A group from work went to the museum yesterday over lunch to see the Gauguin exhibit....Paul Gauguin: Paris 1889. The exhibit recreates an independant exhibit that Gauguin organized at the time of the 1889 Exposition Universelle. Gauguin approached Monsier Volpini, the owner of the Cafe des Arts, to hang 100 paintings created by Gauguin and his friends. A sort of thumbing of the nose to the art establishment, who excluded him from the Exposition.

In addition to the paintings, there are some original letters from Gauguin to his sister and from Van Goh to Gauguin. It was amazing to look at these fragile documents and see their hand writting and signatures. Especially Van Goh's (I am a fan). To see "Vincent" signed at the bottom of the letter gave me a thrill.

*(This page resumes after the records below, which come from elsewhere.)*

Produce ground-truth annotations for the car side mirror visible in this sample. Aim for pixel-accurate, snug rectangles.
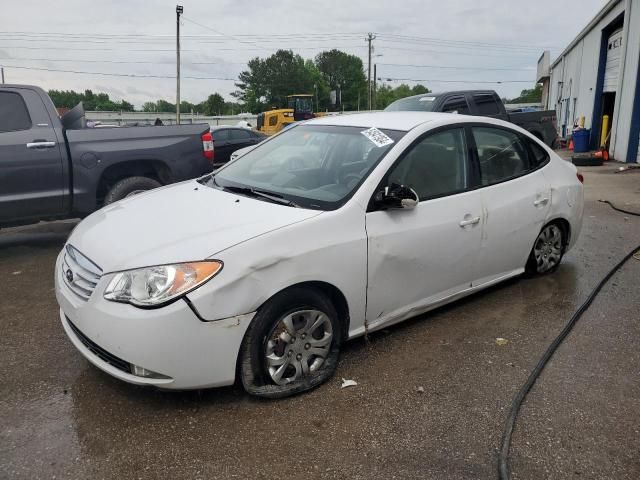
[374,183,420,209]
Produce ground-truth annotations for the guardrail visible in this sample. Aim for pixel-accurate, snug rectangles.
[85,110,384,127]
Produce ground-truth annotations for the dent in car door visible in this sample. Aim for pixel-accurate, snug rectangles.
[0,88,65,222]
[366,128,482,329]
[471,127,551,286]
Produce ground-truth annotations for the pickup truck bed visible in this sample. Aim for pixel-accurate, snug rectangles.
[0,85,212,227]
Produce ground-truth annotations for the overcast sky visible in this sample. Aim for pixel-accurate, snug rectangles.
[0,0,605,107]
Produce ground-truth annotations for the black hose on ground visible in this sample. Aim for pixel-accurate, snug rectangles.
[498,244,640,480]
[598,200,640,217]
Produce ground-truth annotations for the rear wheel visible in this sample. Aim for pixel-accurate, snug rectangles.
[526,223,565,274]
[104,177,160,205]
[240,288,342,398]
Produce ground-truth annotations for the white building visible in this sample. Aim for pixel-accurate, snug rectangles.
[537,0,640,163]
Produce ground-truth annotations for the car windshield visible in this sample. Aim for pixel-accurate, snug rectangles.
[207,125,405,210]
[384,95,436,112]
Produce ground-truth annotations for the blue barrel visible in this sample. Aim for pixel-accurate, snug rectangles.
[572,128,591,153]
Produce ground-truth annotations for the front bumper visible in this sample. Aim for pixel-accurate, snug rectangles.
[55,251,255,390]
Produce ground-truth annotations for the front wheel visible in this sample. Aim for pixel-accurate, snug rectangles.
[240,288,342,398]
[526,223,565,274]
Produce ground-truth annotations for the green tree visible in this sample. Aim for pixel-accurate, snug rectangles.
[315,49,367,110]
[156,99,176,112]
[49,90,134,111]
[200,93,226,115]
[233,50,316,113]
[505,83,542,103]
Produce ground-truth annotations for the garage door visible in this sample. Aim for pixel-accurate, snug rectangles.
[602,29,622,92]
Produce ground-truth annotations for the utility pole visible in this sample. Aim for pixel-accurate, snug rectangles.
[365,33,376,110]
[373,63,378,110]
[176,5,183,125]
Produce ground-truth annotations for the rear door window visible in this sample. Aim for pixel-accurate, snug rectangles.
[526,139,550,170]
[471,127,529,186]
[473,94,500,115]
[442,96,470,115]
[0,92,31,132]
[231,128,253,140]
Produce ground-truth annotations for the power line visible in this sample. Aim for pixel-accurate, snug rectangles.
[3,65,237,82]
[378,77,535,84]
[2,45,367,53]
[378,43,533,58]
[378,63,535,72]
[0,56,246,65]
[378,33,560,50]
[182,16,264,50]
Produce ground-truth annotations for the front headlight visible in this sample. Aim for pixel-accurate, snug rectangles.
[104,260,222,307]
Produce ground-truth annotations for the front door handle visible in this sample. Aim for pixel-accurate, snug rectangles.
[460,215,480,228]
[27,140,56,148]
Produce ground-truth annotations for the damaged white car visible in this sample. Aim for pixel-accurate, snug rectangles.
[55,112,583,397]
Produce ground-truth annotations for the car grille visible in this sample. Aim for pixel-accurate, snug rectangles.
[66,317,131,373]
[62,245,102,300]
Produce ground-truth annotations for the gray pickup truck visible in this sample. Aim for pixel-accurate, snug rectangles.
[385,90,558,147]
[0,85,213,227]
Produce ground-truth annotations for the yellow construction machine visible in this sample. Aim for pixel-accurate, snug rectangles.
[258,93,323,135]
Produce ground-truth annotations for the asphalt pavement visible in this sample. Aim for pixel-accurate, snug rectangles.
[0,162,640,479]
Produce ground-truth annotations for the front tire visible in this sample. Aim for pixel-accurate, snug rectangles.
[525,223,566,275]
[104,177,160,205]
[240,287,343,398]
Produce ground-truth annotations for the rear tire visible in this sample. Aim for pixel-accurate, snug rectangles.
[104,177,161,205]
[239,287,343,398]
[525,223,566,275]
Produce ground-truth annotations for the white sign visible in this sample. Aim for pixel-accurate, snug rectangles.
[360,127,393,147]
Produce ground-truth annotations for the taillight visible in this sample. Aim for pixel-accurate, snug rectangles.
[201,132,213,163]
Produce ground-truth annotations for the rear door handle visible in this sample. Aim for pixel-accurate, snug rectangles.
[460,215,480,227]
[27,140,56,148]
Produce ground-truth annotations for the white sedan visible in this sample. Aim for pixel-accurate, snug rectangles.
[55,112,583,397]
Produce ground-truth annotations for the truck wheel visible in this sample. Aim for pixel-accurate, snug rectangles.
[104,177,160,205]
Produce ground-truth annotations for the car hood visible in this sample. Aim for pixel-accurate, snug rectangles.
[68,180,321,273]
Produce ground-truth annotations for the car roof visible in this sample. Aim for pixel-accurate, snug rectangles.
[305,112,451,132]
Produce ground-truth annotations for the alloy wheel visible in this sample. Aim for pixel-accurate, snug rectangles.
[264,310,333,385]
[533,224,562,273]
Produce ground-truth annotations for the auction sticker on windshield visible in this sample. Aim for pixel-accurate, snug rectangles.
[360,127,393,147]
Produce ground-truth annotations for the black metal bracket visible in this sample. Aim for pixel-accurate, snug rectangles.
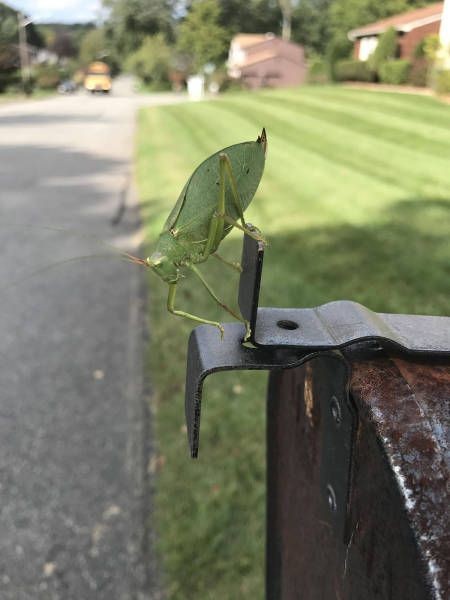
[185,236,450,458]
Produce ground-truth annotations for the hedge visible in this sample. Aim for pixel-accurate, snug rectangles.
[434,70,450,94]
[334,60,375,82]
[378,60,411,85]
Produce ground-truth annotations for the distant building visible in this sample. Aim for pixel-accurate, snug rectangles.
[227,33,306,89]
[348,2,444,60]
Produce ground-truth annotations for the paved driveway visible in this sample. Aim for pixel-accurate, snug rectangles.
[0,80,185,600]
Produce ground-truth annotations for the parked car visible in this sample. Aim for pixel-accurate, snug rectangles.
[58,79,77,94]
[84,61,112,94]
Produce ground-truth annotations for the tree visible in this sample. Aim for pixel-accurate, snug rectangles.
[126,33,172,88]
[292,0,332,55]
[79,29,106,66]
[103,0,176,57]
[49,31,77,58]
[177,0,229,72]
[369,27,398,73]
[278,0,297,41]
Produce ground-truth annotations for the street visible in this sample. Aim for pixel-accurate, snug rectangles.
[0,79,185,600]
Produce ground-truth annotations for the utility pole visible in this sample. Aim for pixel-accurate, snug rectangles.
[17,11,32,95]
[439,0,450,69]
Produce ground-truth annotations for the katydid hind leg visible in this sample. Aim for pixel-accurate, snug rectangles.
[222,215,267,244]
[187,264,250,340]
[211,252,242,273]
[167,283,224,339]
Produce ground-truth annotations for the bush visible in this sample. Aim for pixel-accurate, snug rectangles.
[334,60,375,82]
[0,70,22,93]
[126,33,172,89]
[308,58,330,83]
[34,65,61,90]
[326,36,353,81]
[368,27,398,73]
[378,60,411,85]
[409,58,430,87]
[434,70,450,94]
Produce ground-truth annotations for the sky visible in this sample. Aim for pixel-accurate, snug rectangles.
[5,0,101,23]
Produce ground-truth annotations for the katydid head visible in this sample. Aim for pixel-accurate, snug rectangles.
[145,251,180,283]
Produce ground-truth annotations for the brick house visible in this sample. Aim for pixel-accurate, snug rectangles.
[348,2,444,60]
[227,33,306,89]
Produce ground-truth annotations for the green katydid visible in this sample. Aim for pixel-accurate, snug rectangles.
[129,129,267,336]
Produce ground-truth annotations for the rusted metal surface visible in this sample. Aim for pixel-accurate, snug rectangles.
[267,350,450,600]
[351,355,450,600]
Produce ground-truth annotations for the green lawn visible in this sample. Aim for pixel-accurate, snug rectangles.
[137,87,450,600]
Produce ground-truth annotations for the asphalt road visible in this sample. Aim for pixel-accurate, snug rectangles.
[0,80,185,600]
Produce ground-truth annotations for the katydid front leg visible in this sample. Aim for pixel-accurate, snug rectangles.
[167,283,224,339]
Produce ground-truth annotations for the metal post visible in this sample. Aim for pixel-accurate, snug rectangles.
[17,11,31,95]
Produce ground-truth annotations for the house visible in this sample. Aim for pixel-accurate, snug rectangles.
[227,33,306,89]
[348,2,444,60]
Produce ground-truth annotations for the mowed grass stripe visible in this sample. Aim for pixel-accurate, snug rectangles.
[138,87,450,600]
[298,86,450,129]
[157,101,404,231]
[223,99,448,195]
[261,89,450,158]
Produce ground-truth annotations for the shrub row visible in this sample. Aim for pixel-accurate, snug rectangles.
[334,60,376,82]
[433,70,450,94]
[378,60,411,85]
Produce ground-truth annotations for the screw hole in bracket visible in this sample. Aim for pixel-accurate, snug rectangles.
[277,319,299,331]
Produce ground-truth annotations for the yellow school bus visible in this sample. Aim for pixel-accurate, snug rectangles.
[84,61,112,94]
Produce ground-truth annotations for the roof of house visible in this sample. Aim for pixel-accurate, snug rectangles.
[239,50,279,69]
[232,33,275,48]
[348,2,444,40]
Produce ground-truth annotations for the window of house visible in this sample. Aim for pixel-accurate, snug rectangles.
[358,35,378,60]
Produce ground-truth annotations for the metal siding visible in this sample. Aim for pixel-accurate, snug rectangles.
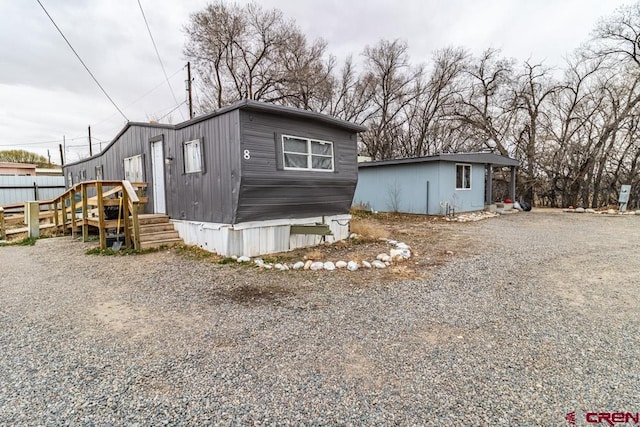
[64,114,240,223]
[64,104,358,226]
[167,110,240,224]
[353,163,439,214]
[63,124,165,213]
[235,111,357,223]
[0,175,64,206]
[440,162,485,213]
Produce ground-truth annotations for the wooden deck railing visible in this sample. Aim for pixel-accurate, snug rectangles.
[0,181,147,249]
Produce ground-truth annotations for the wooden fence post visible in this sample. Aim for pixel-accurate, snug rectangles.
[96,181,107,250]
[0,207,7,240]
[122,186,132,249]
[81,183,89,242]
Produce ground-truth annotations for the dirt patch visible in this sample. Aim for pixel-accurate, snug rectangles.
[212,284,296,305]
[248,213,488,284]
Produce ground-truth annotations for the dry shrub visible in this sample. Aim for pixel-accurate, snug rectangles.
[304,250,324,261]
[350,218,389,240]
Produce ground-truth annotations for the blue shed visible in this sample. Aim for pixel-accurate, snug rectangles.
[354,152,518,215]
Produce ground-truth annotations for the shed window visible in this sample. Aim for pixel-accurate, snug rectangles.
[183,139,202,173]
[456,165,471,190]
[282,135,333,172]
[124,154,144,182]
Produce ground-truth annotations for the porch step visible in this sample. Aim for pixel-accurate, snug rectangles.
[138,214,171,225]
[140,230,180,243]
[138,214,182,249]
[135,222,175,234]
[140,237,183,249]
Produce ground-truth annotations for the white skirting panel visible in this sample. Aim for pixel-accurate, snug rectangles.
[171,215,351,257]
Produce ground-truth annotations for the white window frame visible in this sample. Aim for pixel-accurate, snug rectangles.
[124,154,144,182]
[281,135,336,172]
[182,139,203,173]
[456,163,472,190]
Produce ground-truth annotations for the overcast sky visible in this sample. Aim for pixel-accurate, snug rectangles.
[0,0,629,163]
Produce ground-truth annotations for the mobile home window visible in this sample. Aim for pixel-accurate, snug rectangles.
[183,139,202,173]
[456,165,471,190]
[124,154,144,182]
[282,135,333,172]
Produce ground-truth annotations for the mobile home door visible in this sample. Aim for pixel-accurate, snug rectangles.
[151,140,167,213]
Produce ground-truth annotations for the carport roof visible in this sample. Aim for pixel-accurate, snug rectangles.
[358,152,520,168]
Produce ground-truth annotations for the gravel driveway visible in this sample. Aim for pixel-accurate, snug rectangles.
[0,211,640,426]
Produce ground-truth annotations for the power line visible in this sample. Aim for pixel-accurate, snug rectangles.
[136,0,184,120]
[158,101,187,121]
[36,0,129,121]
[92,65,186,127]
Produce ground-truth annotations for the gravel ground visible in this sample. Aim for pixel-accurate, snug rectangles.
[0,210,640,426]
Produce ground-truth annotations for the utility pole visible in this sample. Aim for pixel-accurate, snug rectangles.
[89,125,93,156]
[187,62,193,120]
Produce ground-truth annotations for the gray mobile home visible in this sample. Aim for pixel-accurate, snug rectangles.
[354,152,518,215]
[64,100,364,256]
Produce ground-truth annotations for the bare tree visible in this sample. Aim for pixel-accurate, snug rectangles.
[184,1,333,111]
[454,49,515,156]
[362,40,422,160]
[513,61,560,203]
[399,48,467,157]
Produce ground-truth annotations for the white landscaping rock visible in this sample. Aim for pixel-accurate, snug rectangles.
[324,261,336,271]
[371,259,387,268]
[389,249,411,259]
[309,261,324,271]
[376,254,391,262]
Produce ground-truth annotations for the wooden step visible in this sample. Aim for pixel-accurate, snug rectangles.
[137,222,175,234]
[140,230,180,243]
[138,214,171,225]
[140,238,182,249]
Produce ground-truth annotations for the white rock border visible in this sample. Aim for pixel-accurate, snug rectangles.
[232,239,414,271]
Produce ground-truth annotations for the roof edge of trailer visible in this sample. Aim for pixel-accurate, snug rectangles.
[63,99,367,167]
[358,152,520,168]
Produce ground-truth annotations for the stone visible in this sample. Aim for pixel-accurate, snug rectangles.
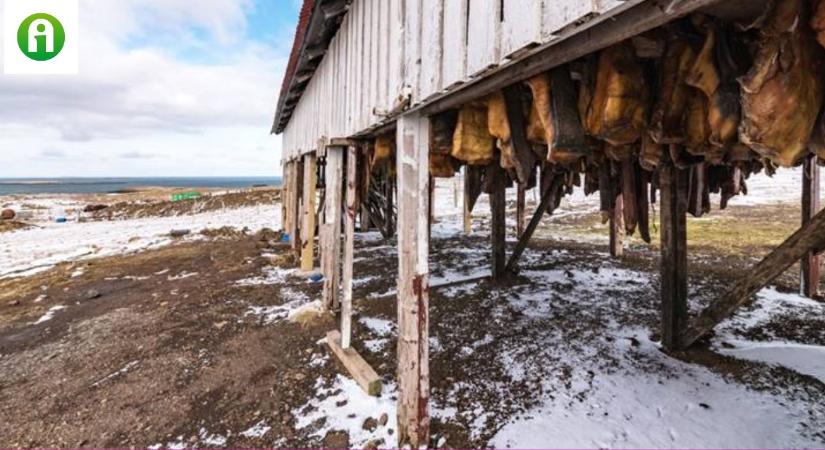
[361,417,378,431]
[324,430,349,449]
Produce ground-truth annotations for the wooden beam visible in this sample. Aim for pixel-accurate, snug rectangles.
[681,204,825,347]
[341,146,358,349]
[327,331,381,397]
[301,153,317,273]
[659,157,688,350]
[321,147,344,311]
[610,193,625,258]
[504,84,536,184]
[801,154,821,298]
[487,162,507,280]
[505,169,564,274]
[396,114,430,448]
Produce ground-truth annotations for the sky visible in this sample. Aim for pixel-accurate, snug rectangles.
[0,0,301,178]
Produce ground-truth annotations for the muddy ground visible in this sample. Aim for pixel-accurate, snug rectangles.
[0,202,825,448]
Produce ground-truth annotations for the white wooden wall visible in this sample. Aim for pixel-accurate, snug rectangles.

Part of this exhibit was Gauguin's lithographs which he produced himself. They were printed on yellow paper and were aimed at people who could not afford to purchase a painting. At the end of the exhibit, the CMA allows you to do some hands on art. Probably meant for children .... our group of administrators all huddled around the art table where they provided us with rubber stamps with some of Gauguin's images and crayons. So before we went back to work, we stamped and colored....and hung our creations on the wall. My 15 minues of fame is a signed original piece of work on the same walls that hold Gauguin's. LOL

By now you all know I have an obsession with Paris (really!). I am reading a book called Eiffel's Tower: And the World's Fair Where Buffalo Bill Beguiled Paris, the Artists Quarreled, and Thomas Edison Became a Count.

It's a historical look at the time leading up to the Exposition Universelle, the building of the Eiffel Tower and some of the famous personalites present....Buffalo Bill, Anne Oakley, Thomas Edision, Vincent Van Goh, Louis Pasteur, Paul Gauguin, James McNeill Whistler and more. Over 28 million travelled to Paris for the 1889. What an amazing time that must have been.